Scanning electrochemical microscopy of liquid/liquid and liquid/membrane interfaces.

摘要

The kinetic and the mechanistic aspects of charge transfers (ET and IT) across the liquid/liquid interfaces were investigated using scanning electrochemical microscopy (SECM). The rate constant of ET across the two immiscible electrolyte solutions (ITIES) is essentially independent of interfacial potential drop in the absence of interfacial adsorption of the common ion when the organic redox reactant is a neutral species. This result is in agreement with the widely accepted three-layer model of the ITIES. However, when a spacer (e.g., a molecular monolayer of a long-chain lipid) prevents the reactants from coming very close to the phase boundary, the interfacial potential drop between the aqueous and organic redox species increases, and the true potential dependence of the rate constant can be observed.; The solvent dynamics effect on ET at the ITIES was observed for the first time.
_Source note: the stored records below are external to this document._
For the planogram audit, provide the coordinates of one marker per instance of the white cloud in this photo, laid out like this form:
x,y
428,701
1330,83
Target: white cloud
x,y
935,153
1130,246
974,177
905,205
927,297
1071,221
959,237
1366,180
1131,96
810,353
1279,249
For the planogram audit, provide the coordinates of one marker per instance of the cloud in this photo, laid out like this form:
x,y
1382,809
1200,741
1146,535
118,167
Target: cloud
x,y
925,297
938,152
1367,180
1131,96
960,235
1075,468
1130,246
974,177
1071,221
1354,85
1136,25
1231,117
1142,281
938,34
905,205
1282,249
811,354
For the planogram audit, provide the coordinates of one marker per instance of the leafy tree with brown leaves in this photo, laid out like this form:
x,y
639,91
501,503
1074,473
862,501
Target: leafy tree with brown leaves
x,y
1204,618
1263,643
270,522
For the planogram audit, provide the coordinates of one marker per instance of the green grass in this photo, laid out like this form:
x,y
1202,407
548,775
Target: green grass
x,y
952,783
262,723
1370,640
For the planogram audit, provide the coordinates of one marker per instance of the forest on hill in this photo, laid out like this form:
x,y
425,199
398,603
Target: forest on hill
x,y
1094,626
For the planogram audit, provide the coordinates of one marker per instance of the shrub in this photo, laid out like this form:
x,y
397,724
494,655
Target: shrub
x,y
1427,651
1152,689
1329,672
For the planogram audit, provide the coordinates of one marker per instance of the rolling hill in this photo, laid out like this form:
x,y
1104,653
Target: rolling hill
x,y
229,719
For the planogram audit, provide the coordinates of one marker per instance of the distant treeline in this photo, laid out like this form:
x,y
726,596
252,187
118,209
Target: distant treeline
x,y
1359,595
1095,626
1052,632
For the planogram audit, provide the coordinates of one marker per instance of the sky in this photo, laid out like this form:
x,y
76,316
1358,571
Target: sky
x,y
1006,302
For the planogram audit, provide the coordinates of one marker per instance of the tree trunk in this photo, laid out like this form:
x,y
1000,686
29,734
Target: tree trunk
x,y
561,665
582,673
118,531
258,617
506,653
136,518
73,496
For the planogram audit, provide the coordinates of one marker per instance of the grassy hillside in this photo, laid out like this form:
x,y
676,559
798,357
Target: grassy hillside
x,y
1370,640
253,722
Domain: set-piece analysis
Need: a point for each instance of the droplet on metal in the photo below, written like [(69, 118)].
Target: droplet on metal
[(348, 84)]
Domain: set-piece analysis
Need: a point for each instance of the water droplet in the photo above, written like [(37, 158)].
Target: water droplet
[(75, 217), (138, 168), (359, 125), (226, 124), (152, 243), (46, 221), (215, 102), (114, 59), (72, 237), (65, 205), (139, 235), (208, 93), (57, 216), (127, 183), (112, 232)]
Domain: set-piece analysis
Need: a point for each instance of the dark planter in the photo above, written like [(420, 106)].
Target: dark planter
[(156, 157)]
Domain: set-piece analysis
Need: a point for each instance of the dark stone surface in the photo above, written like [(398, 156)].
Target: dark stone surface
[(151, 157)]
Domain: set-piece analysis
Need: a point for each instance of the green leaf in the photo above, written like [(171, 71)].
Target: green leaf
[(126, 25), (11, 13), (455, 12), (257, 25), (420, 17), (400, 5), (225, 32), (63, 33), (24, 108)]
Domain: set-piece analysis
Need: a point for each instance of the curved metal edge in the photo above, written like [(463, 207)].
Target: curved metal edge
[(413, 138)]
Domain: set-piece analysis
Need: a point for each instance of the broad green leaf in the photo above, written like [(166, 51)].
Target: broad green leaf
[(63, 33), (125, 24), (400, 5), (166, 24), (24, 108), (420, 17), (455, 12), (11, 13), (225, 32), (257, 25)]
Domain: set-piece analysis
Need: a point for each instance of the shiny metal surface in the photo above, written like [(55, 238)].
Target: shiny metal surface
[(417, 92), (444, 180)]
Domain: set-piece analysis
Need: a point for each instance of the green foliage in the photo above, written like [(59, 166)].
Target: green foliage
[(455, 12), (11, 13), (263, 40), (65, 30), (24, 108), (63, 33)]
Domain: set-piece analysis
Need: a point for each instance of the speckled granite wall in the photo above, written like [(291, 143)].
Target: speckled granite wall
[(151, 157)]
The rate of the ET from ZnPor to Ru(CN)₆3− at the DCE/water interface was about three times as fast as the analogous reaction at the NB/water interface.; A new electrochemical generation/collection (G/C) technique based on the use of dual-pipet electrodes was developed for studying heterogeneous IT reactions and homogeneous chemical reactions involving ionic species. This technique allows quantitative separation of different charge transfer processes simultaneously occurring at the liquid/liquid interface. Using a dual-pipet device one can perform measurements in a thin liquid film formed on the surface of glass separating two barrels. In this way, voltammetry can be carried out “in the air”, i.e., in the absence of the external liquid macrophase.; SECM was used to probe the redox activity of individual living cells. The possibilities of measuring the rate and investigating the pathway of transmembrane charge transfer are demonstrated. By this approach, the differences in the redox responses given by normal human breast epithelial cells and metastatic breast cancer cells were investigated. The correlation between redox activity and cellular metastasis was explored. Finally, the amperometric feedback and potentiometric modes of SECM were used to image the topography and map redox and acid-base activities in single mammalian cells.